1930'lu, 1940'lı yılların gazete manşetlerini bugünün dünya görüşleri ışığında ele almak, Fatih'in fedaisi Kara Murat'ın filmlerinde kol saati takmasına benzer. Konuşmamın başında söylediğim gibi, bugünün dünyası çok daha farklı gerçeklere sahip bir dünya. Bugünün dünyasında toprak büyüklüğü ya da nüfus büyüklüğü de doğrudan bir anlam ifade etmiyor. Bakın, 2011 yılı dünyanın en gelişmiş ekonomileri sıralamasında, bizim Konya vilayetimiz kadar olan Hollanda, büyüklüğüyle övündüğümüz Türkiye ekonomisinden daha fazla bir toplam değer üretmiş. Hollanda'nın ürettiği bu gayrisafi millî hasıla tek tek Hollandalılara dağıtıldığında 50 bin dolar civarında bir kişi başı gelir oluyor. Toplam refah pastasının büyüklüğü bakımından Hollanda'nın hemen arkasında yer alan Türkiye'de ise kişi başına gelir 10 bin dolar civarında. Bir Hollanda vatandaşının bir Türkiye vatandaşına göre 5 kat daha fazla maddi olanağı bulunuyor.

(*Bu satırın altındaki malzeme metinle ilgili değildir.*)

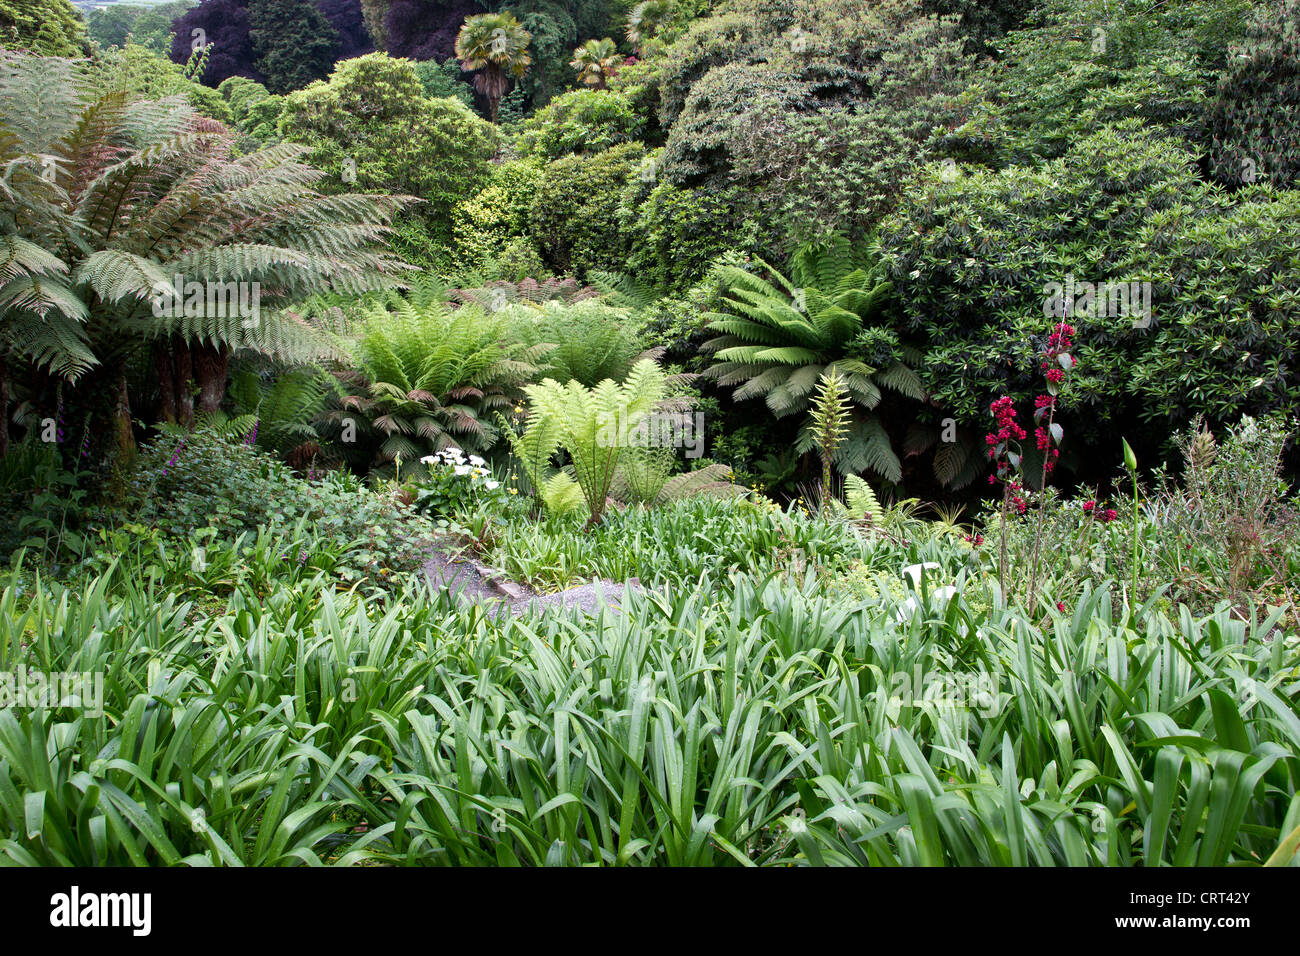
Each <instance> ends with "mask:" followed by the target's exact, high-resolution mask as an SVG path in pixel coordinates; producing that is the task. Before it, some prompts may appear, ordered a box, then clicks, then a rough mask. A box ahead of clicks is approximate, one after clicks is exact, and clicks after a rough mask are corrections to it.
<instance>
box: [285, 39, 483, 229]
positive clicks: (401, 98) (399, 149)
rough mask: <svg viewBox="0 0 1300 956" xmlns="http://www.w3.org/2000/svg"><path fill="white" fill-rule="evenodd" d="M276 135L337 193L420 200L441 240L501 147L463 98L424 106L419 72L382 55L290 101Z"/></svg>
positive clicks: (358, 61)
mask: <svg viewBox="0 0 1300 956" xmlns="http://www.w3.org/2000/svg"><path fill="white" fill-rule="evenodd" d="M278 127H279V133H281V135H282V137H283V138H285V139H287V140H290V142H294V143H303V144H305V146H308V147H311V153H309V156H311V163H312V164H313V165H316V166H317V168H318V169H322V170H325V172H326V173H328V174H329V176H328V178H326V179H324V181H322V182H324V183H326V185H329V186H330V189H331V191H339V193H355V191H361V190H368V189H380V190H386V191H389V193H404V194H409V195H415V196H417V198H420V199H422V200H424V204H422V206H421V207H420V209H419V212H420V217H421V219H422V220H424V221H425V222H426V224H428V225H429V229H430V232H432V234H433V235H434V237H435V239H438V241H441V242H446V241H448V239H450V232H451V230H450V216H451V211H452V208H454V207H455V204H456V203H458V202H460V200H461V199H464V198H465V196H469V195H472V194H473V193H474V191H477V190H478V189H480V187H482V185H484V183H485V182H486V181H487V176H489V172H490V169H491V165H490V163H491V157H493V153H494V152H495V148H497V131H495V130H494V129H493V126H491V125H490V124H487V122H485V121H484V120H481V118H480V117H477V116H476V114H474V113H472V112H471V111H469V109H468V108H467V107H465V105H464V104H461V103H459V101H456V100H451V99H429V98H426V96H425V95H424V87H422V86H421V83H420V78H419V75H417V74H416V70H415V65H413V64H412V62H411V61H408V60H394V59H391V57H389V56H385V55H382V53H370V55H368V56H360V57H356V59H354V60H344V61H342V62H339V64H337V65H335V68H334V72H333V73H331V74H330V77H329V79H328V81H322V82H316V83H312V85H311V86H308V87H307V88H304V90H298V91H296V92H292V94H290V95H289V96H287V98H286V100H285V108H283V113H282V116H281V118H279V122H278ZM354 174H355V178H354ZM344 176H346V177H347V178H348V179H352V181H351V182H348V181H344Z"/></svg>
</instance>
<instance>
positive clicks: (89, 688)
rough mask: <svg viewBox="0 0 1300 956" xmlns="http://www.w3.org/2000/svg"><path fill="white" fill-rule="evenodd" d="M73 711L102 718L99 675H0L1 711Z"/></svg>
mask: <svg viewBox="0 0 1300 956" xmlns="http://www.w3.org/2000/svg"><path fill="white" fill-rule="evenodd" d="M8 708H49V709H59V708H72V709H74V710H81V711H82V713H83V714H85V715H86V717H92V718H94V717H103V715H104V674H103V672H101V671H94V672H91V671H68V672H64V671H52V672H48V674H45V672H42V671H25V670H16V671H0V710H4V709H8Z"/></svg>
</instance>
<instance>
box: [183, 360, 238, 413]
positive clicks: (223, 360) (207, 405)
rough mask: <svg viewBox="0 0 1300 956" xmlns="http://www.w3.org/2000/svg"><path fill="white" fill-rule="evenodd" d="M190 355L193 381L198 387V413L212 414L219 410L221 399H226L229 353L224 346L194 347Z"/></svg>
mask: <svg viewBox="0 0 1300 956" xmlns="http://www.w3.org/2000/svg"><path fill="white" fill-rule="evenodd" d="M191 354H192V356H194V380H195V381H196V382H198V385H199V411H204V412H209V414H211V412H214V411H217V410H218V408H221V399H224V398H225V397H226V365H227V364H229V360H230V352H229V350H227V349H226V347H225V346H220V347H213V346H211V345H200V346H195V347H194V349H192V350H191Z"/></svg>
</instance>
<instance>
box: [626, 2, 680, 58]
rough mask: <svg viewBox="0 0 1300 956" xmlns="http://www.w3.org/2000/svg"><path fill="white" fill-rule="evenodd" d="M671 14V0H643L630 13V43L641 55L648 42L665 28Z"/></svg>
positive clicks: (670, 15) (671, 13) (629, 16)
mask: <svg viewBox="0 0 1300 956" xmlns="http://www.w3.org/2000/svg"><path fill="white" fill-rule="evenodd" d="M671 16H672V4H671V3H669V0H642V3H640V4H637V5H636V7H633V8H632V13H629V14H628V34H627V35H628V43H630V44H632V46H633V47H634V48H636V51H637V53H638V55H641V53H642V52H643V51H645V44H646V42H647V40H650V39H653V38H654V36H655V34H658V33H659V31H660V30H662V29H663V25H664V23H667V22H668V17H671Z"/></svg>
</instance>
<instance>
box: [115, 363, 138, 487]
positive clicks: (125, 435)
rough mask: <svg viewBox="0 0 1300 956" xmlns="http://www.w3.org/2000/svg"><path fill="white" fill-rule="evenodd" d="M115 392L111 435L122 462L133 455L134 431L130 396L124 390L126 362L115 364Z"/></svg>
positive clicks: (130, 457) (131, 457)
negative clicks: (133, 430) (131, 416)
mask: <svg viewBox="0 0 1300 956" xmlns="http://www.w3.org/2000/svg"><path fill="white" fill-rule="evenodd" d="M114 389H116V392H117V395H116V405H114V408H113V436H114V438H116V440H117V450H118V453H120V454H121V458H122V460H123V462H129V460H130V459H133V458H134V457H135V433H134V432H133V431H131V397H130V394H129V393H127V390H126V362H125V360H120V362H118V364H117V381H116V385H114Z"/></svg>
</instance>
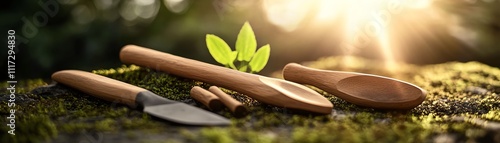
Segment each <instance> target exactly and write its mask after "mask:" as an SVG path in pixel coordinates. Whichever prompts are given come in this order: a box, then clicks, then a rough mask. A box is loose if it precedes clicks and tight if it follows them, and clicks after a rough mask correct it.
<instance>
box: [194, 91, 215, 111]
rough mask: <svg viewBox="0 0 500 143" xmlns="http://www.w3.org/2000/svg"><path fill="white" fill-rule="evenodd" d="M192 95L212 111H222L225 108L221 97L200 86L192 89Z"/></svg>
mask: <svg viewBox="0 0 500 143" xmlns="http://www.w3.org/2000/svg"><path fill="white" fill-rule="evenodd" d="M190 95H191V97H193V98H194V99H195V100H197V101H198V102H201V103H202V104H203V105H205V106H207V107H208V108H210V110H213V111H220V110H221V109H222V107H223V106H222V102H221V101H220V98H219V97H217V96H216V95H215V94H213V93H211V92H210V91H208V90H205V89H203V88H201V87H199V86H194V87H193V88H191V92H190Z"/></svg>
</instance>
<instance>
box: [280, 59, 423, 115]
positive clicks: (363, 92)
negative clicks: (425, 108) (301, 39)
mask: <svg viewBox="0 0 500 143" xmlns="http://www.w3.org/2000/svg"><path fill="white" fill-rule="evenodd" d="M283 77H284V78H285V80H289V81H294V82H297V83H302V84H308V85H312V86H316V87H318V88H319V89H321V90H324V91H326V92H328V93H331V94H333V95H335V96H337V97H339V98H342V99H344V100H346V101H348V102H350V103H353V104H356V105H359V106H365V107H371V108H379V109H411V108H414V107H416V106H418V105H420V104H421V103H422V102H423V101H424V99H425V96H426V92H425V90H423V89H421V88H420V87H418V86H416V85H413V84H411V83H408V82H404V81H401V80H397V79H393V78H388V77H383V76H377V75H370V74H362V73H355V72H341V71H328V70H319V69H313V68H308V67H304V66H301V65H299V64H296V63H290V64H287V65H286V66H285V68H284V69H283Z"/></svg>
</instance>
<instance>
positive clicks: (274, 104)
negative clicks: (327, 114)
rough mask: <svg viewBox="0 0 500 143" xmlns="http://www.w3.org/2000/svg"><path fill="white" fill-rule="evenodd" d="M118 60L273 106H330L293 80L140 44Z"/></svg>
mask: <svg viewBox="0 0 500 143" xmlns="http://www.w3.org/2000/svg"><path fill="white" fill-rule="evenodd" d="M120 60H121V61H122V62H124V63H128V64H135V65H139V66H144V67H148V68H151V69H155V70H160V71H164V72H167V73H170V74H173V75H177V76H181V77H185V78H189V79H194V80H198V81H203V82H206V83H210V84H212V85H217V86H220V87H224V88H226V89H230V90H233V91H236V92H239V93H242V94H245V95H248V96H250V97H252V98H254V99H256V100H258V101H261V102H264V103H267V104H271V105H275V106H280V107H286V108H293V109H300V110H305V111H310V112H315V113H321V114H330V113H331V111H332V108H333V105H332V103H331V102H330V101H328V100H327V99H326V98H325V97H323V96H322V95H320V94H319V93H317V92H316V91H314V90H312V89H310V88H307V87H305V86H303V85H300V84H297V83H293V82H289V81H285V80H281V79H276V78H269V77H264V76H259V75H255V74H250V73H244V72H240V71H237V70H232V69H228V68H224V67H221V66H216V65H211V64H207V63H203V62H200V61H196V60H192V59H187V58H182V57H179V56H174V55H171V54H167V53H163V52H159V51H156V50H152V49H147V48H144V47H139V46H135V45H127V46H125V47H123V48H122V50H121V51H120Z"/></svg>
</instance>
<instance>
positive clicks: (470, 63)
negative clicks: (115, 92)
mask: <svg viewBox="0 0 500 143" xmlns="http://www.w3.org/2000/svg"><path fill="white" fill-rule="evenodd" d="M304 64H306V65H308V66H310V67H314V68H319V69H329V70H344V71H356V72H365V73H372V74H379V75H385V76H390V77H395V78H398V79H402V80H405V81H408V82H411V83H414V84H416V85H418V86H421V87H422V88H424V89H425V90H427V92H428V94H427V98H426V100H425V101H424V102H423V103H422V104H421V105H420V106H418V107H416V108H414V109H412V110H409V111H387V110H375V109H370V108H363V107H359V106H356V105H353V104H350V103H347V102H345V101H344V100H342V99H339V98H337V97H335V96H333V95H330V94H328V93H325V92H323V91H320V90H318V92H319V93H321V94H323V95H324V96H325V97H327V98H328V99H329V100H330V101H331V102H332V103H333V105H334V108H333V111H332V114H330V115H311V114H307V113H304V112H299V111H293V110H288V109H284V108H279V107H274V106H269V105H266V104H262V103H259V102H257V101H255V100H253V99H251V98H248V97H247V96H245V95H242V94H238V93H235V92H232V91H228V90H226V91H227V92H228V93H229V94H231V95H232V96H233V97H235V98H236V99H237V100H239V101H242V102H243V103H244V104H245V105H247V106H248V108H249V110H250V114H249V115H247V116H245V117H243V118H234V117H233V116H232V115H231V113H230V112H228V111H227V110H224V111H220V112H216V113H217V114H220V115H222V116H225V117H228V118H230V119H231V120H232V125H230V126H228V127H193V126H182V125H177V124H173V123H169V122H165V121H162V120H159V119H156V118H153V117H151V116H149V115H147V114H145V113H142V112H140V111H138V110H134V109H131V108H129V107H127V106H123V105H119V104H116V103H111V102H107V101H103V100H100V99H97V98H94V97H92V96H88V95H86V94H84V93H81V92H79V91H76V90H74V89H71V88H68V87H66V86H63V85H60V84H55V85H49V84H50V83H45V82H44V81H43V80H39V79H36V80H29V81H23V82H20V83H18V84H17V87H18V88H17V90H18V93H17V97H16V104H17V105H18V106H16V110H17V112H16V136H11V135H9V134H7V130H8V129H9V128H8V127H7V126H5V125H2V126H0V131H1V132H2V133H1V134H0V135H1V139H2V142H4V141H6V142H40V141H56V142H217V143H220V142H222V143H224V142H251V143H254V142H255V143H266V142H305V143H309V142H459V141H460V142H500V95H499V94H500V81H499V79H500V69H498V68H493V67H489V66H486V65H483V64H481V63H477V62H468V63H459V62H451V63H444V64H438V65H428V66H414V65H408V64H399V65H398V68H397V69H395V70H392V71H388V70H386V69H385V68H384V65H383V64H382V63H381V62H377V61H370V60H365V59H360V58H354V57H329V58H323V59H320V60H318V61H315V62H310V63H304ZM93 72H94V73H97V74H101V75H105V76H108V77H111V78H114V79H118V80H121V81H124V82H127V83H131V84H133V85H137V86H139V87H142V88H145V89H148V90H150V91H152V92H154V93H157V94H158V95H162V96H164V97H166V98H169V99H173V100H177V101H181V102H185V103H188V104H191V105H194V106H197V107H200V108H203V109H206V110H208V109H207V108H206V107H204V106H203V105H202V104H200V103H198V102H196V101H194V100H193V99H191V98H190V96H189V91H190V89H191V87H192V86H194V85H200V86H202V87H205V88H207V87H208V86H209V85H208V84H205V83H202V82H198V81H193V80H189V79H184V78H179V77H176V76H173V75H169V74H166V73H162V72H156V71H153V70H150V69H145V68H139V67H137V66H123V67H120V68H116V69H109V70H96V71H93ZM275 76H279V74H275ZM6 86H7V85H6V83H5V82H2V87H6ZM313 89H314V88H313ZM316 90H317V89H316ZM6 92H7V91H4V92H3V93H6ZM0 101H1V102H2V103H1V104H0V115H1V116H2V120H1V121H2V122H3V123H6V122H7V121H6V118H4V117H6V116H8V115H9V113H8V109H9V108H8V107H7V102H6V101H7V97H6V95H3V96H2V97H1V98H0Z"/></svg>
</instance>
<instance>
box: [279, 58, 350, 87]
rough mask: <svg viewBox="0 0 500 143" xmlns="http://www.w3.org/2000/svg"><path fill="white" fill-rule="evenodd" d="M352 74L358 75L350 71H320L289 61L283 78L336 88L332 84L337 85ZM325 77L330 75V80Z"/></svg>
mask: <svg viewBox="0 0 500 143" xmlns="http://www.w3.org/2000/svg"><path fill="white" fill-rule="evenodd" d="M352 76H356V75H354V74H349V73H344V74H331V73H327V72H320V70H318V69H313V68H309V67H306V66H302V65H299V64H297V63H289V64H287V65H285V67H284V68H283V78H284V79H285V80H289V81H293V82H297V83H302V84H308V85H314V86H318V88H322V87H325V88H335V86H333V87H332V85H337V83H338V82H339V81H340V80H342V79H345V78H348V77H352ZM325 77H328V80H324V78H325ZM318 81H322V82H318Z"/></svg>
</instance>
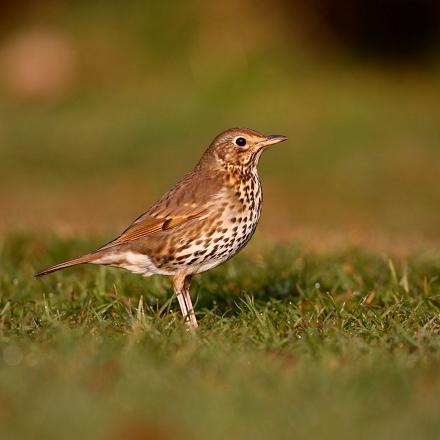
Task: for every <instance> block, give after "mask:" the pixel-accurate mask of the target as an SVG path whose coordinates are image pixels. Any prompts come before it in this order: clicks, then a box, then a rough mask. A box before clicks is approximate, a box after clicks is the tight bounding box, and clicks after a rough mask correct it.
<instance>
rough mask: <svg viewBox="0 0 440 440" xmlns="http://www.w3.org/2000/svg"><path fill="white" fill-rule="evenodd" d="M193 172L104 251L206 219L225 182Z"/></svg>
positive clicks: (211, 175) (122, 234) (116, 239)
mask: <svg viewBox="0 0 440 440" xmlns="http://www.w3.org/2000/svg"><path fill="white" fill-rule="evenodd" d="M202 174H203V173H200V171H199V173H194V172H193V173H190V174H188V175H187V176H185V177H184V178H183V179H182V180H181V181H180V182H179V183H177V184H176V185H175V186H174V187H173V188H172V189H171V190H170V191H168V192H167V193H166V194H165V195H164V196H163V197H162V198H161V199H160V200H159V201H158V202H157V203H156V204H155V205H153V206H152V207H151V208H150V209H149V210H148V211H147V212H146V213H145V214H142V215H141V216H139V217H138V218H137V219H136V220H135V221H134V222H133V223H132V224H131V225H130V226H129V227H128V228H127V229H126V230H125V231H124V232H123V233H122V234H121V235H120V236H119V237H118V238H116V239H115V240H113V241H111V242H110V243H108V244H106V245H105V246H103V247H102V248H100V250H102V249H107V248H110V247H113V246H117V245H120V244H123V243H127V242H128V241H131V240H137V239H139V238H142V237H147V236H149V235H152V234H156V233H159V232H163V231H169V230H171V229H173V228H175V227H177V226H179V225H182V224H184V223H186V222H189V221H191V220H197V219H203V218H206V217H207V216H208V215H209V213H210V212H211V211H212V209H213V208H215V205H216V202H217V195H218V194H219V192H220V190H221V187H222V181H221V180H219V179H218V178H217V177H216V176H213V175H205V176H203V175H202Z"/></svg>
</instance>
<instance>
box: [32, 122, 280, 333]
mask: <svg viewBox="0 0 440 440" xmlns="http://www.w3.org/2000/svg"><path fill="white" fill-rule="evenodd" d="M286 139H287V137H286V136H282V135H271V136H264V135H263V134H261V133H258V132H257V131H254V130H250V129H245V128H232V129H230V130H226V131H225V132H223V133H221V134H219V135H218V136H217V137H216V138H215V139H214V140H213V141H212V143H211V145H210V146H209V147H208V149H207V150H206V151H205V153H204V154H203V156H202V158H201V159H200V161H199V162H198V164H197V165H196V166H195V168H194V169H193V171H191V172H190V173H189V174H187V175H186V176H184V177H183V179H182V180H180V181H179V182H178V183H177V184H176V185H175V186H174V187H173V188H171V189H170V191H168V192H167V193H166V194H165V195H164V196H163V197H162V198H161V199H160V200H159V201H158V202H157V203H156V204H154V205H153V206H152V207H151V208H150V209H149V210H148V211H147V212H145V213H144V214H142V215H141V216H139V217H138V218H137V219H136V220H135V221H134V222H133V223H132V224H131V225H130V226H129V227H128V228H127V229H126V230H125V231H124V232H123V233H122V234H121V235H120V236H119V237H117V238H116V239H115V240H113V241H111V242H110V243H108V244H106V245H105V246H103V247H101V248H100V249H98V250H97V251H96V252H93V253H90V254H86V255H83V256H81V257H79V258H75V259H73V260H69V261H66V262H63V263H60V264H56V265H54V266H50V267H48V268H47V269H44V270H42V271H40V272H38V273H36V274H35V276H40V275H45V274H48V273H51V272H55V271H56V270H59V269H64V268H66V267H69V266H73V265H76V264H83V263H93V264H103V265H107V266H114V267H121V268H124V269H127V270H129V271H131V272H134V273H139V274H142V275H144V276H150V275H154V274H160V275H169V276H171V277H172V278H171V279H172V284H173V289H174V292H175V294H176V296H177V299H178V300H179V304H180V308H181V310H182V313H183V316H184V319H185V322H186V323H187V324H188V325H189V326H190V327H197V320H196V317H195V314H194V309H193V305H192V303H191V298H190V295H189V286H190V282H191V277H192V275H194V274H197V273H200V272H204V271H207V270H209V269H212V268H213V267H216V266H218V265H219V264H221V263H224V262H225V261H227V260H229V259H230V258H231V257H233V256H234V255H235V254H236V253H237V252H239V251H240V250H241V249H242V248H243V247H244V246H245V245H246V243H247V242H248V241H249V240H250V238H251V237H252V235H253V233H254V231H255V228H256V226H257V223H258V220H259V218H260V211H261V203H262V191H261V184H260V179H259V177H258V173H257V164H258V160H259V159H260V156H261V153H262V152H263V151H264V150H265V149H266V148H267V147H268V146H270V145H273V144H277V143H279V142H283V141H285V140H286Z"/></svg>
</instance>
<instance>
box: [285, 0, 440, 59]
mask: <svg viewBox="0 0 440 440" xmlns="http://www.w3.org/2000/svg"><path fill="white" fill-rule="evenodd" d="M284 5H285V7H286V8H287V9H288V10H290V14H291V16H292V21H297V20H298V18H297V15H298V10H299V11H301V12H302V13H303V17H302V18H304V21H305V22H304V23H303V26H304V27H305V32H306V33H309V35H311V36H312V38H313V40H315V41H316V42H317V43H318V44H322V43H324V44H328V43H329V42H330V43H336V44H338V45H340V46H342V47H345V48H347V49H348V50H351V51H353V52H355V53H357V54H360V55H370V56H376V57H377V58H382V59H383V58H390V59H393V60H399V59H400V60H402V59H420V58H423V57H425V56H427V55H430V54H431V53H432V51H433V50H434V49H435V48H436V47H437V46H438V45H439V41H440V3H439V2H438V1H437V0H374V1H371V0H352V1H349V2H347V1H344V0H311V1H309V2H307V3H306V4H305V5H304V4H301V5H299V4H298V2H289V1H286V2H284Z"/></svg>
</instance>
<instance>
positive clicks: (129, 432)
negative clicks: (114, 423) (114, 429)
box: [109, 421, 182, 440]
mask: <svg viewBox="0 0 440 440" xmlns="http://www.w3.org/2000/svg"><path fill="white" fill-rule="evenodd" d="M181 438H182V437H181V436H172V435H170V434H169V432H167V431H166V430H165V429H163V428H162V427H158V426H157V425H155V424H149V423H146V422H139V421H137V422H132V423H128V422H127V424H126V425H124V426H122V427H120V428H119V429H116V430H115V432H113V433H112V434H111V435H110V436H109V440H172V439H181Z"/></svg>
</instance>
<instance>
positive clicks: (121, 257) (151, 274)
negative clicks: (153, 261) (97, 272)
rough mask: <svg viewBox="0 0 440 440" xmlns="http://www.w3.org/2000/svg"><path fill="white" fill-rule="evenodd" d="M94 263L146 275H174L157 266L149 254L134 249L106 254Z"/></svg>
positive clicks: (98, 259)
mask: <svg viewBox="0 0 440 440" xmlns="http://www.w3.org/2000/svg"><path fill="white" fill-rule="evenodd" d="M93 263H94V264H106V265H108V266H113V265H114V266H116V267H122V268H124V269H127V270H129V271H130V272H133V273H139V274H141V275H143V276H145V277H148V276H150V275H155V274H159V275H172V272H169V271H166V270H163V269H159V268H158V267H156V266H155V265H154V264H153V262H152V261H151V259H150V258H149V257H148V256H147V255H145V254H139V253H137V252H132V251H125V252H114V253H111V254H108V255H104V256H103V257H101V258H99V259H98V260H95V261H93Z"/></svg>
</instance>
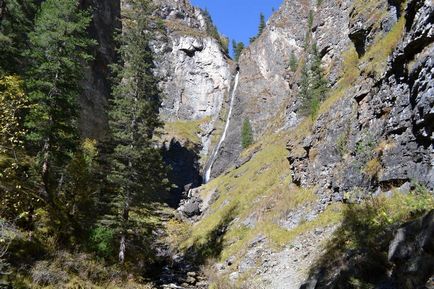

Peki, bu rakamları nasıl değiştireceğiz, nasıl geliştireceğiz? Elbette ki nitelikli insan yetiştirerek. Bakınız, bugün Türkiye'de nüfusumuzun dörtte 1'i on beş yaşın altında ve eğitimlerinin ilk kademelerinde bulunuyor. Öte yandan, her yıl ortalama 1 milyon 250 bin yeni öğrencimiz yükseköğretim çağına geliyor. Nüfusumuzun yüzde 50'si otuz yaşın altında. Bu, bugünün dünyasında müthiş bir avantaj hâline gelebilir.
Türkiye'de bugün öyle bir yapay gündem var ki, vatandaşlarımız bu yapay gündemle, maalesef, bu geri kalmış rakamlardan uzak tutuluyor. Bu yapay gündeme göre, ortaokul düzeyine gelen çocuklarımız doğrudan 5, 6, 7'nci sınıflara devam etmekten öte, imam hatip okullarına giderlerse bütün sorunlar çözülecek sanılıyor. Maalesef, tüm kamuoyu, eğitim politikaları denildiğinde bu konuya saplanmış kalmış durumda. Oysa eğitimin bir bütün olarak ve bu bütüne elbette ki imam hatip okullarını da dâhil ederek ele alınması gerekiyor.
Türkiye'de millî eğitime ayrılan pay konusunda ciddi bir gelişme maalesef ki 2012 bütçesinde de yok, toplam millî gelirinin 2,74'ü.
Şimdi diyeceksiniz ki: "Almanya'da da 2,8'i." Ama Almanya'nın 4 trilyon dolarlık millî gelirini düşündüğümüz zaman bizim rakamın ne kadar küçük kaldığını göreceğiz. Peki, ne yapacağız? Eğitime daha fazla kaynak ayırmamız, eğitim sistemini günlük iktidar hırslarından uzak, çağdaş bir anlayışla kurgulamamız, mesleki eğitime, yükseköğretime gereken önemi vermemiz, kamu okullarını da özel okullar gibi donatmamız, eğitim standartlarımızı gelişmiş denen göstergelere göre yatırım yaparak geliştirmemiz önem ve öncelik arz ediyor.
Son olarak şunu söylemek istiyorum: Millî eğitimimizin dünyaya, kendi kimliğine sahip olan özgür bireyler olarak yetişecek Türkiye Cumhuriyeti vatandaşlarını kazandırması gerektirdiğini ifade ediyor, yüce ulusumuza ve onların temsilcileri olan siz değerli milletvekillerine saygı ve sevgilerimi sunuyorum.
Teşekkür ediyorum. (CHP sıralarından alkışlar)
BAŞKAN - Teşekkür ederim Sayın Baydar.